Adopting healthy behaviours like eating nutritious foods and exercising can be a serious struggle in 2018 – when our lifestyles are increasingly geared towards being sedentary and consuming quick, easy, nutrient-poor food.
While many of us would like to improve our overall health, it’s far more difficult to do in practice. Especially when we’re routinely confronted with the most extreme representations of what ‘health’ actually is. Exercising seven days a week and eating solely organic, fresh produce just isn’t realistic for the average person, and it’s easy to become disheartened about our ability to stick to the picture-perfect version of health.
But the all-or-nothing approach to health is probably what’s holding a lot of us back. The little things that would make a difference – like getting an extra hour of sleep, or eating more vegetables, or walking more, are hard to maintain.
In particular, living an active lifestyle, with all the other demands of modern life, can seem overwhelming. Even though the World Health Organisation’s recommendations of 150 minutes of “moderate-intensity aerobic physical activity” per week (i.e. 20 minutes per day) seems achievable, it’s estimated that 65 per cent of Australians over the age of 15 are sedentary or have low levels of exercise.

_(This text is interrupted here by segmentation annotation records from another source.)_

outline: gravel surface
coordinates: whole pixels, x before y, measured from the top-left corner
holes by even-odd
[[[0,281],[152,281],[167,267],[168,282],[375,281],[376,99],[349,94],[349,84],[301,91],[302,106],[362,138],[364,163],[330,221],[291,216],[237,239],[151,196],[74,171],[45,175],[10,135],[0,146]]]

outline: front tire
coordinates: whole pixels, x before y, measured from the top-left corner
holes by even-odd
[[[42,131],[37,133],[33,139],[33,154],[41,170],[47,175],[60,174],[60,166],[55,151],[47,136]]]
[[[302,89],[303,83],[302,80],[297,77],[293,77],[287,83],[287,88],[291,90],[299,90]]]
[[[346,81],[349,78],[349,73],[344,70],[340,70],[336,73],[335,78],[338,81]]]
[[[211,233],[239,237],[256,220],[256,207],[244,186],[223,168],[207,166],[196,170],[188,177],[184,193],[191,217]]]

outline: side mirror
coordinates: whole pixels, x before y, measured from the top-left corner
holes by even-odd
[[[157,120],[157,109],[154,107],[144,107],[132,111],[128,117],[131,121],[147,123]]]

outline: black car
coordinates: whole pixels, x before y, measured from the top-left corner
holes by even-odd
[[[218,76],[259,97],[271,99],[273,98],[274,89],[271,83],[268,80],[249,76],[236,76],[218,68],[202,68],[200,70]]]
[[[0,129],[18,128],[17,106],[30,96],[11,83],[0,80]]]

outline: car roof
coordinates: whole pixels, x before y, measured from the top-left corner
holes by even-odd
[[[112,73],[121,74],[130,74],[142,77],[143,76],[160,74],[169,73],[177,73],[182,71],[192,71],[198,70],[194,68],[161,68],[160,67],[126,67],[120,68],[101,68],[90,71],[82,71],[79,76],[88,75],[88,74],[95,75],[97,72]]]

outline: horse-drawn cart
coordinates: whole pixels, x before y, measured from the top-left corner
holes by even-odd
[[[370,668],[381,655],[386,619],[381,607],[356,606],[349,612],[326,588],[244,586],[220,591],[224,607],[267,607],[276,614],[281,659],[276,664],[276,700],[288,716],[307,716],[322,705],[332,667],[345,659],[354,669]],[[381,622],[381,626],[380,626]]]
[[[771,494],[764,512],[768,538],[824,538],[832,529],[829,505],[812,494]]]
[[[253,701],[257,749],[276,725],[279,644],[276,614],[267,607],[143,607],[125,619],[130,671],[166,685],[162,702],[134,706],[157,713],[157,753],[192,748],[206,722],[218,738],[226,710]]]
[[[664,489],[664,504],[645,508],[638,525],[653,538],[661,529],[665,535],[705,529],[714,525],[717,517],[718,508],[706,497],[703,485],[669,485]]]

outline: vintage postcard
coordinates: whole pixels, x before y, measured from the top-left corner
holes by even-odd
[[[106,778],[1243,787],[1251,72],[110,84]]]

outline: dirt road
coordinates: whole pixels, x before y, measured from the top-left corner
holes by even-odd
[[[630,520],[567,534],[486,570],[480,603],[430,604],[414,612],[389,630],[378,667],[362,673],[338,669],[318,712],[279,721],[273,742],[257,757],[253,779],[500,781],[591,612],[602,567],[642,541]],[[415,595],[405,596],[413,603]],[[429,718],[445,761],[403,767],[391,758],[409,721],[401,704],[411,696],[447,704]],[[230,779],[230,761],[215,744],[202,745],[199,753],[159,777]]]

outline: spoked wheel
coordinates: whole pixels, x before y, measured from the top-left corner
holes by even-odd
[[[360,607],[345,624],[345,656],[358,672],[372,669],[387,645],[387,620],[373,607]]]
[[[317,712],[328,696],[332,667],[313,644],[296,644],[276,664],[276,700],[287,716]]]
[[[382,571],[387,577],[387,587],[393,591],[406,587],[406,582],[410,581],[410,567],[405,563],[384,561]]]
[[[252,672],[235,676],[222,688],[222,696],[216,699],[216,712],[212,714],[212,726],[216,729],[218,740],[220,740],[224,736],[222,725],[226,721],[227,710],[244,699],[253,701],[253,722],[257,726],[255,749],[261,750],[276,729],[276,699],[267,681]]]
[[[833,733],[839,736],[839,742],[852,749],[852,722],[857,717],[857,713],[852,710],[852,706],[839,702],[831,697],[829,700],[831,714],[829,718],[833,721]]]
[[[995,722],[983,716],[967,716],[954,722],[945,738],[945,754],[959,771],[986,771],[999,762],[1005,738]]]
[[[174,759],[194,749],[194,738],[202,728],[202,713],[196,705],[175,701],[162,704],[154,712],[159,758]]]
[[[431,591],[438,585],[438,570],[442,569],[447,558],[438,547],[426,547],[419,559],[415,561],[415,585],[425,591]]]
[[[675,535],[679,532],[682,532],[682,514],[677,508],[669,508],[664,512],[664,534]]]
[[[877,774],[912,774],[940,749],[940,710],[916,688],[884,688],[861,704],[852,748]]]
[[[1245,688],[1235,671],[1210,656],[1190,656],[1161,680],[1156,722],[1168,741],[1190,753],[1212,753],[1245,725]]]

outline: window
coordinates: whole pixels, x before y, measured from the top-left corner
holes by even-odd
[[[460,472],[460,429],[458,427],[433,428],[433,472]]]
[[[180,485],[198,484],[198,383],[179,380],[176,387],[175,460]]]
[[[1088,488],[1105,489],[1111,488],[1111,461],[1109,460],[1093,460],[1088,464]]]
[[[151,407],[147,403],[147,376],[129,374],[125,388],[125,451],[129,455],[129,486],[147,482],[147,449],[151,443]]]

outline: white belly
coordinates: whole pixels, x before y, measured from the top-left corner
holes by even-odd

So how can we integrate exercise into our lives in the long term?
We asked six women about how they made an exercise habit actually stick for good.
Polly: “I connected it to my mental health.”
“I had always had a total all-or-nothing approach to exercise until about four years ago,” Polly says. It eventually changed when she “finally connected working out with an improvement to my mental health and completely took trying to make physical changes out of the equation”.
“I feel crap if I don’t work out and I feel OK/good/great if I do. When I broke it down that simply, it clicked and became a habit I could never break.”
Polly also says she read an athlete say once that exercise should be like brushing your teeth – just a regular little task you have to weave into your life. When she started thinking of it this way, it completely changed her mindset.
Amy: “I tell myself I’m going to the gym for fun.”
When most of us think of the gym – we probably picture ourselves sweating and sore.
But a small shift ended up being particularly motivating for Amy.
“I tell myself I’m just going to the gym to watch YouTube and walk on the treadmill,” she says. “Then once I’m there I actually get excited for a full weights workout.”
A few other women echoed Amy’s sentiment, saying they look forward to running or going to the gym because it means they can listen to a podcast, or listen to music. They also tell themselves they’re only going to do something quick and easy, because they’re aware that another wave of motivation comes once you actually get moving. If they had to gear themselves up for a full-blown workout, however, they’d probably put it off.